“Vermin of the Skies”
The JPL scientist in charge of tracking incoming asteroids tells us if we should be worried.
- By Heather Goss
- AirSpaceMag.com, February 05, 2013
Courtesy Don Yeomans
(Page 2 of 3)
How do you make that calculation? If you’ve found approximately 40% of the near-Earth asteroids 140 meters and bigger, how do you know what the total number is in order to get a percentage?
It’s all done statistically. If our NASA-supported telescopes are searching every night for new near-Earth objects, let’s say over a ten-year period they find 900 objects larger than a kilometer. At the end of that ten-year period, it turns out that for every 10 objects they find, nine of them have already been discovered. Then you would say, alright, we’re at a point where we’ve found 90 percent of the population already, and if we’ve found 900 of them, the total population is likely to be 1000.
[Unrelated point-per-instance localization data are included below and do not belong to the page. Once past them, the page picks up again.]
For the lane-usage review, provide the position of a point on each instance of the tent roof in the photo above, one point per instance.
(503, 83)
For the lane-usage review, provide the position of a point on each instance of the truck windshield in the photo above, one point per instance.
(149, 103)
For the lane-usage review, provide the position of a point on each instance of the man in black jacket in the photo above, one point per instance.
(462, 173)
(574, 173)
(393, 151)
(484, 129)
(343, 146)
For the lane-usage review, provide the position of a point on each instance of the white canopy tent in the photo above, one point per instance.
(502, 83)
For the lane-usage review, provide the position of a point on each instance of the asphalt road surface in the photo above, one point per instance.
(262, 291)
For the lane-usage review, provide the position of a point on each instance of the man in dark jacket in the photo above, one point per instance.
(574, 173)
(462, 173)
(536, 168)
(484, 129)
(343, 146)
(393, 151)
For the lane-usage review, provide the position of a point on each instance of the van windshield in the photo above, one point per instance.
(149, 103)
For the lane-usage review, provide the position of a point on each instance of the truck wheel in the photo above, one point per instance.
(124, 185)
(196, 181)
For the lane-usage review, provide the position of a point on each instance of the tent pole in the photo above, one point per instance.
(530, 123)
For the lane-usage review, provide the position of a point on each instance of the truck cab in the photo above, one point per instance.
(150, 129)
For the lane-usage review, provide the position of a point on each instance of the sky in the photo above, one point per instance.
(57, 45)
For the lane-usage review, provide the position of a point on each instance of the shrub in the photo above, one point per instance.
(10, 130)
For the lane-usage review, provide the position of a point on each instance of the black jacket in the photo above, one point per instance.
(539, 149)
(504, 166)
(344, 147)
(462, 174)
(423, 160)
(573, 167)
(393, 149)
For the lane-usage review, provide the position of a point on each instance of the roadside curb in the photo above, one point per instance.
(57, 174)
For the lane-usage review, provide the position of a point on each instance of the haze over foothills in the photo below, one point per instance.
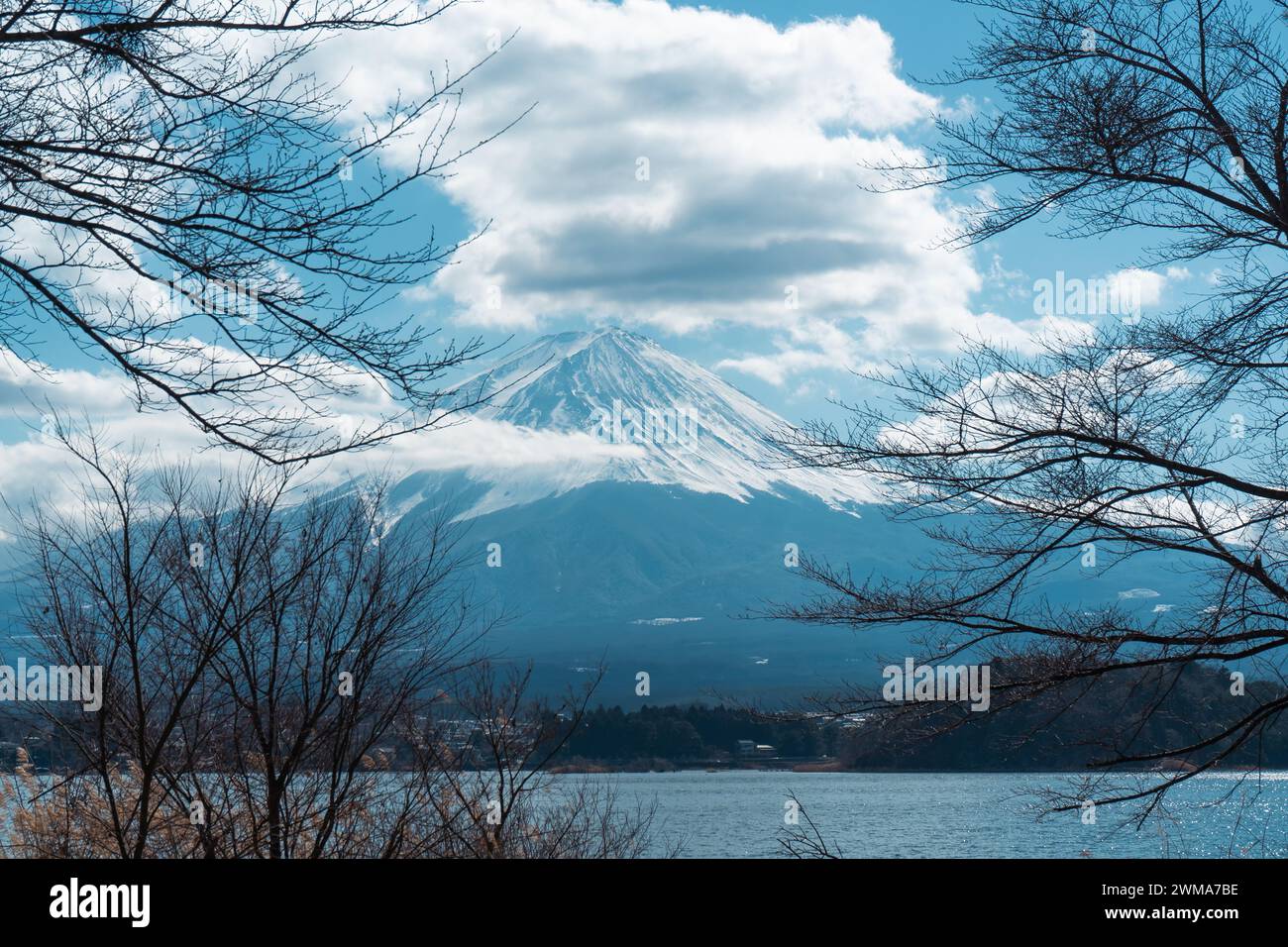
(696, 175)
What is the best way to find near-Earth asteroids?
The ground-based optical observations are finding a lot of these objects. On the other hand, if you’re asking what way would be most efficient, then you would need a near-infrared telescope in space. Because these asteroids are dark, they absorb sunlight and radiate heat, mostly in the infrared, so they’re much easier to see in the infrared than in the optical. Ideally you’d like to have an infrared detector at the back end of a good-sized telescope, in either Earth orbit or one that’s not too dissimilar to the orbit of Venus. That’s the [B612 Foundation] Sentinel approach, and that would be the ideal technique for finding these objects.
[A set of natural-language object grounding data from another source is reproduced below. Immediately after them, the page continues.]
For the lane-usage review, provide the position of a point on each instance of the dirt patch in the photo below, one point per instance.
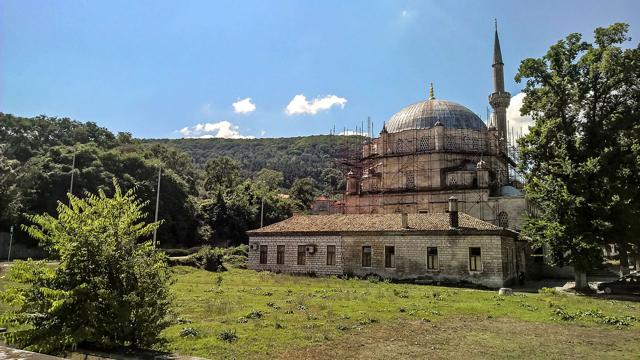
(466, 337)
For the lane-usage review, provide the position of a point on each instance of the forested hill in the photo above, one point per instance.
(296, 157)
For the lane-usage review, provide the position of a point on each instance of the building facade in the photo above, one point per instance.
(428, 247)
(435, 149)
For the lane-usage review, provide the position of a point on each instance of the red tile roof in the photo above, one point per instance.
(344, 223)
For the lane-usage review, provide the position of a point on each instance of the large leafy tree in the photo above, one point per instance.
(580, 155)
(111, 289)
(221, 174)
(304, 191)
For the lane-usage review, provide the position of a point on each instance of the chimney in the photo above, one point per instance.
(405, 220)
(453, 212)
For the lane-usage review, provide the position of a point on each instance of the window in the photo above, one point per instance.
(366, 256)
(424, 144)
(503, 219)
(331, 254)
(475, 259)
(538, 255)
(280, 255)
(432, 258)
(451, 143)
(263, 254)
(453, 180)
(389, 256)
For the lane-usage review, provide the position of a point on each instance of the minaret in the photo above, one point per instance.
(500, 99)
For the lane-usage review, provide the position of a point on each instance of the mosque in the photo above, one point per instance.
(433, 198)
(434, 149)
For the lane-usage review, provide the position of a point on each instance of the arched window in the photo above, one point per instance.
(424, 144)
(475, 143)
(410, 180)
(451, 143)
(503, 219)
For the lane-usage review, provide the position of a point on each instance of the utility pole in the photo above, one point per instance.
(155, 232)
(262, 212)
(10, 242)
(73, 170)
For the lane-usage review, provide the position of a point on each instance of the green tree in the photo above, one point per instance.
(111, 289)
(304, 191)
(9, 194)
(269, 180)
(583, 98)
(221, 174)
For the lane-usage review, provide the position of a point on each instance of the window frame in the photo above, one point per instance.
(280, 254)
(434, 264)
(389, 257)
(368, 256)
(477, 259)
(333, 253)
(302, 255)
(265, 253)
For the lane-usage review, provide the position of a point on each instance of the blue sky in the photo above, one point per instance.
(153, 68)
A newly discovered object, Comet ISON, has been in the news lately, and it sounds like we’ll be able to see it bright in the sky this fall.
It was found by a couple of Russians at an observatory, International Scientific Optical Network, that’s what the name ISON stands for. This comet is already fairly bright and its out near Jupiter, so if we extrapolate its brightness as it comes in very close to the sun on Thanksgiving Day of this year, it has the potential to be very bright in the morning sky, or actually in the evening sky after sunset. Having said that, I’m old enough to remember Comet Kohoutek back in 1973; we predicted that would be the comet of the century and it turned out to be a bit of a fizzle. Comet brightness and behaviors are notoriously difficult to predict. But, if this comet behaves itself and acts like most comets it will put on a pretty good celestial show come this November.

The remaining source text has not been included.